Precedentes sobre Anulação de Delações
O STF já anulou acordos que apresentaram vícios insanáveis:
- Caso Sérgio Cabral (2021): O acordo foi anulado por 7 a 4 devido a "graves vícios", notadamente a falta de consentimento do MPF.
- Caso Antonio Palocci (2025): O ministro Dias Toffoli declarou a nulidade de processos ao identificar evidências de "conluio entre Sergio Moro e os procuradores da Lava Jato", "pressão ilegal para delatar" e "violação da cadeia de custódia das provas".
Impugnação do Acordo por Terceiros
A jurisprudência do STF, consolidada no HC 127.483/2015, estabeleceu a regra de que terceiros delatados não possuem legitimidade para impugnar o acordo de colaboração.
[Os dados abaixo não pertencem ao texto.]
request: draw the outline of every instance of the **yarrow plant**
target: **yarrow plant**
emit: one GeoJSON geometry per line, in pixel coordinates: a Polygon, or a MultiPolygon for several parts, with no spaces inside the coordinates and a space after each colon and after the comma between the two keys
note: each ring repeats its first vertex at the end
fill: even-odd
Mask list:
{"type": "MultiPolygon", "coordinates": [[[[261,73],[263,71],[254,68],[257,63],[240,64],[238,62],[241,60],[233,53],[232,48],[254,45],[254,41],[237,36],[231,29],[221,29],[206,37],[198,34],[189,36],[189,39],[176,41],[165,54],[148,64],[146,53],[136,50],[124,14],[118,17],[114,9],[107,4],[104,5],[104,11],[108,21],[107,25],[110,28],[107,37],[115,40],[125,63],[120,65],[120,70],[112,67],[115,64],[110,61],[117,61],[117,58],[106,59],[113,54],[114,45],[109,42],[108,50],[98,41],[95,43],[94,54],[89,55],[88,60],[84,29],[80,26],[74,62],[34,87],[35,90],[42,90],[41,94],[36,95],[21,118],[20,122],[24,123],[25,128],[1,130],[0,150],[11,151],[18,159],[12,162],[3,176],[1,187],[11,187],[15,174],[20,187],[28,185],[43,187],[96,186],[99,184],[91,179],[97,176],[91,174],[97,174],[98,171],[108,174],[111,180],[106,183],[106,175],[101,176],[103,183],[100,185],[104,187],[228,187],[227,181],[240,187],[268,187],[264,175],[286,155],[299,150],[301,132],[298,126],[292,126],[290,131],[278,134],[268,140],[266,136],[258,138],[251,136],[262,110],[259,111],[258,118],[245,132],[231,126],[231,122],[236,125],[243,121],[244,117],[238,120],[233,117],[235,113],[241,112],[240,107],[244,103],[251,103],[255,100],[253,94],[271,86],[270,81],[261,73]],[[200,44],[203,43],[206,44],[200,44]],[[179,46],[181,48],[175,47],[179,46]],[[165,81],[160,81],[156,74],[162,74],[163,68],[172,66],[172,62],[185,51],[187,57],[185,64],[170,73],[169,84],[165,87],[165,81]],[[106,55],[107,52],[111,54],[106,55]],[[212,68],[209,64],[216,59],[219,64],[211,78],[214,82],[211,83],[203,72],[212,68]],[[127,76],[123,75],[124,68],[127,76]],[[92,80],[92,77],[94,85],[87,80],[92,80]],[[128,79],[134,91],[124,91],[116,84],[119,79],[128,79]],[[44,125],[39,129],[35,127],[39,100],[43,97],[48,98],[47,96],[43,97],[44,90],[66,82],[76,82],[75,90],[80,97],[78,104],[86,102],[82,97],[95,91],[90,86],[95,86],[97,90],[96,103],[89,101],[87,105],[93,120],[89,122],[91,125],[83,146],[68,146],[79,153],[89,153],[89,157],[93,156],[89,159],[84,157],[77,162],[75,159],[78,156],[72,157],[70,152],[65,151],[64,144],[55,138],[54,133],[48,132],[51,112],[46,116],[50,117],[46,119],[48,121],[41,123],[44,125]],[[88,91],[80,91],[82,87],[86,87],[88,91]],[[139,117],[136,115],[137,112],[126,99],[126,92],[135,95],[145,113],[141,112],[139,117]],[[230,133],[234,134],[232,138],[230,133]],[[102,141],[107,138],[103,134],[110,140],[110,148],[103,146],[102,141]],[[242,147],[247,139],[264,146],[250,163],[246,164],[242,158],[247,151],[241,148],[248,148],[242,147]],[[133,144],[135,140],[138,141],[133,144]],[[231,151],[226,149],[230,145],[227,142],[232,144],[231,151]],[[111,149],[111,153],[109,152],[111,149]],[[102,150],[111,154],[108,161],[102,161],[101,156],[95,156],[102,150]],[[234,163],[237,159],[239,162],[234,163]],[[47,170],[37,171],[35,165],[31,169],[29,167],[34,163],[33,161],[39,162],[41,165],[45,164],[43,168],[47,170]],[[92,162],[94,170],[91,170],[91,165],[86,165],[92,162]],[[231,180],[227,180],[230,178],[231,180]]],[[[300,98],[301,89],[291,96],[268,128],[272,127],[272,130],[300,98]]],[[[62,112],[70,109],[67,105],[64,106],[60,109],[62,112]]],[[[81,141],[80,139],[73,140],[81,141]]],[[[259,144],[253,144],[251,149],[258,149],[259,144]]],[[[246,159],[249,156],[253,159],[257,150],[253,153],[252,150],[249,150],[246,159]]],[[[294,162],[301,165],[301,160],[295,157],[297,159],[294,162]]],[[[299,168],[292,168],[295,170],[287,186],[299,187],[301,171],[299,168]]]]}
Os fundamentos são:
- Natureza Personalíssima: O acordo é um negócio jurídico que vincula apenas o colaborador e o Estado.
- Princípio res inter alios acta: Seus efeitos não atingem diretamente a esfera jurídica de terceiros.
- Distinção entre Acordo e Prova: O que pode prejudicar o delatado não é o acordo em si, mas as provas produzidas a partir dele.
Contudo, decisões posteriores da Segunda Turma (HC 142.205 e HC 143.427) relativizaram esse entendimento, reconhecendo que acordos manifestamente ilegais podem, sim, afetar a esfera jurídica dos delatados, abrindo margem para questionamentos.
4. Implicações Doutrinárias e Probatórias
- Valoração das Provas: A lei é clara ao vedar que uma condenação seja fundamentada exclusivamente nas palavras do colaborador (Art. 4º, § 16, da Lei 12.850/2013). A forte dependência das declarações de Cid para incriminar outros investigados levanta debates sobre a suficiência dos elementos de corroboração externos.
- Impacto de uma Eventual Anulação: Analistas jurídicos apontam que a anulação do acordo prejudicaria principalmente o próprio Mauro Cid, que perderia os benefícios penais negociados. As provas já produzidas a partir de suas informações, desde que validadas por outros meios, poderiam continuar a ser utilizadas na investigação.
Conclusão
A delação premiada de Mauro Cid cristaliza as tensões e os desafios do instituto da colaboração premiada no Brasil. As controvérsias sobre voluntariedade, credibilidade e, sobretudo, o procedimento de homologação sem a chancela do Ministério Público, ecoam precedentes que já levaram o STF a anular acordos.
Embora a Primeira Turma tenha optado por validar o acordo, as questões levantadas demonstram a necessidade de um rigor cada vez maior na fiscalização dos requisitos legais. A jurisprudência do STF sobre o tema permanece em evolução, sinalizando um escrutínio crescente sobre a legalidade e a legitimidade dos acordos de colaboração que se tornaram centrais no sistema de justiça criminal brasileiro.